Since leaving the seminary last August, I’ve been temporarily staying with Ashton in West Orange, NJ. I thought I might be here a month at the most. I’ve now been here 10 months, but tomorrow I’m moving again. I never expected that I would be living 10 months out of a few boxes with all my stuff, my books, in storage in two different states. Four more months in yet another location, and I will have belongings in three different locations – I’m being spread way too thin!
The family that owns the house in which Ashton has lived for the past four years or so and where I’ve stayed are moving on, and by necessity so are we. I have to decide by this evening were I will be living for the next four months until the apartment above the rectory at St. Paul’s finally becomes available. Ostensibly, I will be living in Brooklyn more permanently and will be able to bring all my stuff to one location.
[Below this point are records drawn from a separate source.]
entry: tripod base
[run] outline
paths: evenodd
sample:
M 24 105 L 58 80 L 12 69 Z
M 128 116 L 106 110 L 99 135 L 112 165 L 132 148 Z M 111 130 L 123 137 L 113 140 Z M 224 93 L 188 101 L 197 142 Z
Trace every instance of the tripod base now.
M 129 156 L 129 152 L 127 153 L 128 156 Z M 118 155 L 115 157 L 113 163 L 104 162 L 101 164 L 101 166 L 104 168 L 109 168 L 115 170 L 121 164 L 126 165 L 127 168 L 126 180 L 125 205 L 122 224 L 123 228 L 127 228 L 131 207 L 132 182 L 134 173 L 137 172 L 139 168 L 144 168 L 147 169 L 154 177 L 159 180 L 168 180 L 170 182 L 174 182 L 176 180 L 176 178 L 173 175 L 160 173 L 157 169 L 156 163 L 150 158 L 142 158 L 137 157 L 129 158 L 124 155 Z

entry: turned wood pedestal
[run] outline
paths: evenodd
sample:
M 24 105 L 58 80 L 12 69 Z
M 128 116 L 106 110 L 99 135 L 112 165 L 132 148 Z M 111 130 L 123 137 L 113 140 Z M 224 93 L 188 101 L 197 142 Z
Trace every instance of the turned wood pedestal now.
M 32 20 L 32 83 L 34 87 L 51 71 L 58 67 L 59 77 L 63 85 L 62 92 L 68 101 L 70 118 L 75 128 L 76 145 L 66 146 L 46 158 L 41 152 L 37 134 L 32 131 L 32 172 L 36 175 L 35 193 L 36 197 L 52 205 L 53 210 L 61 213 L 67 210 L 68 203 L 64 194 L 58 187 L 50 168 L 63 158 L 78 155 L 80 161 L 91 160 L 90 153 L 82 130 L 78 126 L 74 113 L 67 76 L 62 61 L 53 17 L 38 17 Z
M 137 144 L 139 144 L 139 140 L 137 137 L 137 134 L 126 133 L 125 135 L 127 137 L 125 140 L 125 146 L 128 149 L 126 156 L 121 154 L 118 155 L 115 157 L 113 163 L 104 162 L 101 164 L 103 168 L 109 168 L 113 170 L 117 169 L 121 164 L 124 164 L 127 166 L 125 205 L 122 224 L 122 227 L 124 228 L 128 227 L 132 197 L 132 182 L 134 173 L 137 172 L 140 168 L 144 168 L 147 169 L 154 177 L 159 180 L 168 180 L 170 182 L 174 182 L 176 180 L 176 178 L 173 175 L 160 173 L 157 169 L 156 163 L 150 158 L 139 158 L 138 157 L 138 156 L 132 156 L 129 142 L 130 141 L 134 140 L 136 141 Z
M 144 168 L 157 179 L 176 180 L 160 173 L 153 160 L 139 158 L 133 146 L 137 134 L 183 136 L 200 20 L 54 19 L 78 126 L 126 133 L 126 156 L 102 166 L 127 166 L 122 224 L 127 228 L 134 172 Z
I don’t know what I will find when I begin unpacking! I’ve said for a long time that I want to live simply, and for the most part I have. Yet, things accumulate and not wanting to be wasteful I keep moving all the stuff I’ve accumulated. These past 10 months have reinforced in me the understanding that I do not need very much. I just don’t. I don’t need to buy into American consumerism or materialism – but it is hard not to.
Tomorrow, everything changes once again. I’m tired of everything changing again and again. I know that change is the watchword for the American social zeit geist, but there does come a point where even the most adept at change realize a diminishing return, particularly concerning relationships.
I’m just tired of yet another something.